I'm currently using a setup where I've mounted a NFS store to /mnt and using that as a Datastore inside PBS. However I noticed the chunk generation was really slow... it took almost 30 minutes just to finish. I've also set up the same on my Synology and it was done in around 1-2 minutes there.

Now I'm wondering, what settings could be wrong here? Could it be something directly on TrueNAS that's slowing things down or my fstab mount parameters?
These are the ones I'm currently using: XXXXXXXX.XXX:/mnt/pool_4x12/Backups/Proxmox_BackupServer /mnt/TrueNAS_PBSShare nfs vers=3,nouser,atime,auto,retrans=2,rw,dev,exec 0 0
And the TrueNAS Scale NFS share settings (I had to put "root" in Maproot/Mapgroup so PBS wouldn't throw a "Operation not permitted" error):

1711619554638.png 1711619570853.png
 
I think I figured out a solution for this. I cross-checked the mount options one of my PVE hosts had which had very good speeds and simply used those on PBS too, now the speeds are way above 240MBit/s which is way acceptable :)

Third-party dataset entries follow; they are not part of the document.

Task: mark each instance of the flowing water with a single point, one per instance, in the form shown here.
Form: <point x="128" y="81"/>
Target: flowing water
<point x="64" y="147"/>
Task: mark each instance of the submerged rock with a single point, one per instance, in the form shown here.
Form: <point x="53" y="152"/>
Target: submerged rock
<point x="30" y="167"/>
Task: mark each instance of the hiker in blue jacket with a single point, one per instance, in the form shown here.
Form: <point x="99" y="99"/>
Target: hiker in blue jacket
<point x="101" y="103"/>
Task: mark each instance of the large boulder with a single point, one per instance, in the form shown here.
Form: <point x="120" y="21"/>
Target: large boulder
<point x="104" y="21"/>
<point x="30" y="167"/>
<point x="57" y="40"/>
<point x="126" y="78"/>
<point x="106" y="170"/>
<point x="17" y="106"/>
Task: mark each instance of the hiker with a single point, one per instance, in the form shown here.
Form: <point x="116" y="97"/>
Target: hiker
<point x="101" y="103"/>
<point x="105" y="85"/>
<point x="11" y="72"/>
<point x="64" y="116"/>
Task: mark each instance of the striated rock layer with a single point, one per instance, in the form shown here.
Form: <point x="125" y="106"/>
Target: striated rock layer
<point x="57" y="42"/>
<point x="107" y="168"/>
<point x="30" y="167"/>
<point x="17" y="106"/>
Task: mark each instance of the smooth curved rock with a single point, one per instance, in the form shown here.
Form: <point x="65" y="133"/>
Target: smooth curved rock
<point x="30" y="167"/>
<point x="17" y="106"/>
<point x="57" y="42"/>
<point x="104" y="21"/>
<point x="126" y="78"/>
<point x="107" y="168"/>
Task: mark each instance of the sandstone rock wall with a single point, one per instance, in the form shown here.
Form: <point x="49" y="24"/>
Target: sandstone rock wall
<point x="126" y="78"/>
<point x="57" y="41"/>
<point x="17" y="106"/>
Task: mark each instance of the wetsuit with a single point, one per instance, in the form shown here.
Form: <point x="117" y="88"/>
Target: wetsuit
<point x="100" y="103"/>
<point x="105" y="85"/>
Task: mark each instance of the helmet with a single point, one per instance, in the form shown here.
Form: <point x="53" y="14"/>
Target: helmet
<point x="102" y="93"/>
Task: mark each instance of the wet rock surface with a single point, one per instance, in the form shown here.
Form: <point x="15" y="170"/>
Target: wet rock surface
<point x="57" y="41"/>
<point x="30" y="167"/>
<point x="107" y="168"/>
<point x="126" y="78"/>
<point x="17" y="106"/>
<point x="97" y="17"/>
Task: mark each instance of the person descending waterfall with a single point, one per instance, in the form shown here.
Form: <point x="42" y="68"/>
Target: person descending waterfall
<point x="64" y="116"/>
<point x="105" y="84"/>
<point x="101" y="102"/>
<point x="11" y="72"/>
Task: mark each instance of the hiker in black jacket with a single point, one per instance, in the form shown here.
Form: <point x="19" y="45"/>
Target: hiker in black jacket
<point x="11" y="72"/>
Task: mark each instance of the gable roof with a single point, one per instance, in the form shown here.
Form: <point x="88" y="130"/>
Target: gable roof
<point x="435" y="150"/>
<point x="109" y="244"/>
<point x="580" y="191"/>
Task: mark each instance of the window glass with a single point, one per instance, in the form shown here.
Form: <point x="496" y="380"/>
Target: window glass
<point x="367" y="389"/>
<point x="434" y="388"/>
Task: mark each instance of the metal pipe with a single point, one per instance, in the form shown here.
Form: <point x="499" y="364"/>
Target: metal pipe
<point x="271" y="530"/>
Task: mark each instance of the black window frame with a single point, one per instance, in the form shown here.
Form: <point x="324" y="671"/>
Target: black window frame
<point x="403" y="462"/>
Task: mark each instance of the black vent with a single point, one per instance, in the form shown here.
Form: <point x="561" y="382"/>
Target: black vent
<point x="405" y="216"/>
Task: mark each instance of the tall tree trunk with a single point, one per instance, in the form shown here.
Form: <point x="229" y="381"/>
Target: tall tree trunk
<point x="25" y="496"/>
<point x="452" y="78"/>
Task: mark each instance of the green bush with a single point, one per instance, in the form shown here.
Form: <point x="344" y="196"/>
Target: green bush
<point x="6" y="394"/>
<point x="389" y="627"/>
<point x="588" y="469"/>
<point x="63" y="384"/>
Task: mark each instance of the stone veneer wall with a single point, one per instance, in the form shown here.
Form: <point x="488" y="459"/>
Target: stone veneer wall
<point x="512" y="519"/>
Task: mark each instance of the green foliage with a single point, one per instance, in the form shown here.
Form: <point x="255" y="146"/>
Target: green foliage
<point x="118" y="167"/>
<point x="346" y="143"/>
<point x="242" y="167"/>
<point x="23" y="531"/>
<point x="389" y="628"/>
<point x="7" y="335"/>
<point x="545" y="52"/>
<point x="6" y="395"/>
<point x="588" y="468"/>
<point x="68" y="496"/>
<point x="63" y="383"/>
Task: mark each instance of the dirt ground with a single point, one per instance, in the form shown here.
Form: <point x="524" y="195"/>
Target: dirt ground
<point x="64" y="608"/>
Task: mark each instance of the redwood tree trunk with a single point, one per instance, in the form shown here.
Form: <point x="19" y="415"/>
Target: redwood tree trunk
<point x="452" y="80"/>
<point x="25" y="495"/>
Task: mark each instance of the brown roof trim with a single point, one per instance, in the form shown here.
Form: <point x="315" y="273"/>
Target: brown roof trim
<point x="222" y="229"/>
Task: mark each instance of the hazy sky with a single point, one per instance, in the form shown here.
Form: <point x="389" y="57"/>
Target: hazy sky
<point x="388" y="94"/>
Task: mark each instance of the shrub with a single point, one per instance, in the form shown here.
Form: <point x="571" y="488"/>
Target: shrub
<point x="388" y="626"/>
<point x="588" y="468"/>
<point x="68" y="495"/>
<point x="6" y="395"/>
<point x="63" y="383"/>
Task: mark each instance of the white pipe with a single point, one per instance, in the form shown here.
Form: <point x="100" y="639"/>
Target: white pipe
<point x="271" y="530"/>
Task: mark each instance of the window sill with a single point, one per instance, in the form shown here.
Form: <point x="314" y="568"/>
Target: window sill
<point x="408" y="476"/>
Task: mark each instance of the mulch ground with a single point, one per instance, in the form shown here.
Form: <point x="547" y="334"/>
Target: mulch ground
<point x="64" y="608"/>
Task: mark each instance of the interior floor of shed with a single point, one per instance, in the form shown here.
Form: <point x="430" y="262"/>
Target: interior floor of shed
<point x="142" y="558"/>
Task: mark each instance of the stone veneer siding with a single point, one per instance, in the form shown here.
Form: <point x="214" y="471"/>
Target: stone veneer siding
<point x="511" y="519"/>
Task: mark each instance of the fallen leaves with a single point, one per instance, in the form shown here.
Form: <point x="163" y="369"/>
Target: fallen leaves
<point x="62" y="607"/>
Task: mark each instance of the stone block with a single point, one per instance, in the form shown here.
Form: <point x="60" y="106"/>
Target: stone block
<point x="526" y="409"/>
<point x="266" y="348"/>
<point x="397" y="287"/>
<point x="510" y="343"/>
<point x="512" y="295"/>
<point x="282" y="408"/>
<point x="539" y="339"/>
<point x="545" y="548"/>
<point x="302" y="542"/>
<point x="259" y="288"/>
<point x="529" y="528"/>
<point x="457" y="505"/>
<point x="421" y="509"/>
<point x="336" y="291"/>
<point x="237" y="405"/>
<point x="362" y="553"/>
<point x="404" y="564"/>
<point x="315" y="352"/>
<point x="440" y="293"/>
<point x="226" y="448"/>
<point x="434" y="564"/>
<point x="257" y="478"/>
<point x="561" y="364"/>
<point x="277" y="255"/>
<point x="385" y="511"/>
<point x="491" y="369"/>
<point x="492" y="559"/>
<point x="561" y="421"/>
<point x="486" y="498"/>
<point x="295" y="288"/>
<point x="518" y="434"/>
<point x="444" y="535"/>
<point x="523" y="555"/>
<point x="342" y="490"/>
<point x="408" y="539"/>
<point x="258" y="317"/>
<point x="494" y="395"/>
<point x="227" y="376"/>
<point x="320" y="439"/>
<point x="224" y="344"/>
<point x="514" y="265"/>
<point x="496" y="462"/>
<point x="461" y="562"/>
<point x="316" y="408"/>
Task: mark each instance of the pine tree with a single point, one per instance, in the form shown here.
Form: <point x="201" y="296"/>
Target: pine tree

If you want to replicate this simply mount your NFS share on a PVE host first, then run the following in a shell:
cat /proc/mounts

Search for the host you added and copy those parameters over to your PBS host's /etc/fstab, in my case this was (censored some data):
XXXXXXXX.XXX:/mnt/pool_4x12/Backups/Proxmox_Backups /mnt/pve/TrueNAS1_ProxmoxBackup nfs rw,relatime,vers=3,rsize=1048576,wsize=1048576,namlen=255,hard,proto=tcp,timeo=600,retrans=2,sec=sys,mountaddr=XX.XX.XX.XX,mountvers=3,mountport=44431,mountproto=udp,local_lock=none,addr=XX.XX.XX.XX 0 0

This seems to be the solution for my case at least, your results may vary of course!
 
Using "relatime" instead of "atime" could make a big difference as then not every read will cause an additional write.
 
Using "relatime" instead of "atime" could make a big difference as then not every read will cause an additional write.
Yeah, that's potentially what the fix was that I posted boils down to :) Not a Linux expert or anything and just dabbling along but this definitely seems like it did a trick!
 
Thanks for your help. Other topic that helped me to get a lot of better perfomance was to set sync=disable in my Truenas dataset. Its a good point if you are using Truenas.
 
was to set sync=disable in my Truenas dataset.

Yes, it increases the IOPS drastically.

Just keep in mind how this works: the system will signal "okay, your data is written" while it is not - it is lying. The data is just copied into Ram. If you can live with data loss if "something" happens (like a power fail or any kind of Kernel-crash) then this is fine - we are talking PBS here. For precious data (like the documents you are currently working on, hopefully served on another share) is is probably not.